Anne à la barre par Othilie Pournain
Anne à la barre par Othilie Pournain © Esba TALM - Angers

Ils sont nombreux, très nombreux à défiler devant la cour d’assises.

Des médecins. Anesthésistes-réanimateus, urgentistes, spécialistes des soins palliatifs, cancérologue, chercheurs. Ils ne partagent pas vraiment la même vie. Mais ils partagent au moins une chose, outre leur serment : leur désarroi face à la fin de vie. Que faire ? Quelles sont les bonnes pratiques? Et surtout, que prévoit la loi?

Entre les murs de la cour d’assises du Maine-et-Loire, on a entendu autant de réponses que de médecins venus témoigner à la barre.

Il y a Thierry qui explique mettre en place régulièrement des sédations avant d’en informer les familles : “on a tous envie que le médecin s’occupe en priorité de nous et pas de notre famille.” Thierry, “chrétien”, qui s’inquiète de la loi sur la sédation profonde et continue qui vient d’être adoptée à l’Assemblée. Pour lui, c’est une euthanasie qui ne dit pas son nom : “j’espère qu’il y aura une clause de conscience parce que moi, je ne la ferai pas”. Thierry qui confie : “après l’affaire, je me suis retrouvé pendant 40 minutes à essayer de réanimer un patient qui était déjà mort parce que je ne savais plus quoi faire, où était la loi.”

Thierry à la barre par Thomas Mélandre
Thierry à la barre par Thomas Mélandre © Esba TALM - Angers

Il y a Vincent pour qui “l’acte de sédation, qui va arrêter la vie relationnelle, ne peut pas être pris seul”. Régis pour qui “décider seul serait arbitraire”. Il y a Anne, ancienne urgentiste aujourd’hui en soins palliatifs : “en général, je fais intervenir l’infirmière. Des fois, je la protège. Aux urgences, vous avez des infirmières qui tournent, qui ne sont pas formées.”

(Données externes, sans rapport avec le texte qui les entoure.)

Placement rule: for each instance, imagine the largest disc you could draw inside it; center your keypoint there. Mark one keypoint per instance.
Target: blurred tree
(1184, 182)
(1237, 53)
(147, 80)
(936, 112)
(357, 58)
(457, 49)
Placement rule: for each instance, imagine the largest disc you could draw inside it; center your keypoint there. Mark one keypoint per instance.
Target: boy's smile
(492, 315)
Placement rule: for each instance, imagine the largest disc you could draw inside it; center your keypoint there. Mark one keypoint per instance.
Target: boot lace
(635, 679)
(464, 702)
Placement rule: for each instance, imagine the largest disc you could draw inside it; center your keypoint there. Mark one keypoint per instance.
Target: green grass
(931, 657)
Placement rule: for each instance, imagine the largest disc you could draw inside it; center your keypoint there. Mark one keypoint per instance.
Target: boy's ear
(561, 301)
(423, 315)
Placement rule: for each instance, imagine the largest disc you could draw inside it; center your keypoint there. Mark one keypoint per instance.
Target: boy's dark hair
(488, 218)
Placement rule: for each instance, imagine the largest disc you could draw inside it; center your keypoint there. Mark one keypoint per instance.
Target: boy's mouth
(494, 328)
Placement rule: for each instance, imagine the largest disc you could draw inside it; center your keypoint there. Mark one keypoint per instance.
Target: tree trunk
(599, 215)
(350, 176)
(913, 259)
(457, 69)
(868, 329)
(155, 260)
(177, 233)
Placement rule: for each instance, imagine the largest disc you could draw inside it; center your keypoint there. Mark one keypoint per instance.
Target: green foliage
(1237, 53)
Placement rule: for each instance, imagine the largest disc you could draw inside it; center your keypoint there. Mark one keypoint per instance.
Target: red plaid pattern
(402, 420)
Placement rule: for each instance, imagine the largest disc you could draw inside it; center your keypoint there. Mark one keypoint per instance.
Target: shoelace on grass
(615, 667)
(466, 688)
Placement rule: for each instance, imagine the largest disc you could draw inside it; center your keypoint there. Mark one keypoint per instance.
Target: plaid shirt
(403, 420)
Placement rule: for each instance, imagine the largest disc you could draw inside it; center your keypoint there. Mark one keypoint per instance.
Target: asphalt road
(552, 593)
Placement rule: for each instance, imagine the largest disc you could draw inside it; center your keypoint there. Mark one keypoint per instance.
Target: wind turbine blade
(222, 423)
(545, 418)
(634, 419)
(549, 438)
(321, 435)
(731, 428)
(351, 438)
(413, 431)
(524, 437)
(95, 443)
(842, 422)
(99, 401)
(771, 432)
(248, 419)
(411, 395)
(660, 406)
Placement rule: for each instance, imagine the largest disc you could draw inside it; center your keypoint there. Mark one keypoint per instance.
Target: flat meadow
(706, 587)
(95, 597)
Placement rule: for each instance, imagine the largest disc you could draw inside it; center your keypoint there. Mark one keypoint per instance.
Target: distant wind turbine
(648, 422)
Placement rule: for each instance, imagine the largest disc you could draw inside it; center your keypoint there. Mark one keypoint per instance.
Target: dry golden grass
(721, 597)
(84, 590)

Il y a Thomas pour qui : “le curare est utile dans une fin de vie. De temps à autres, il est nécessaire de supprimer certains manifestations de souffrance.”

Il y a Jean qui a parfois “appuyé sur la seringue”.

Il y a Kamran, Dominique, Marie-Pierre qui confient, eux encore, leur volonté de faire au mieux et leur manière d’agir dans le souci de la loi.

Et puis, il y a Nicolas Bonnemaison. Qui, dans le box des accusés, attend le verdict de la cour d’assises.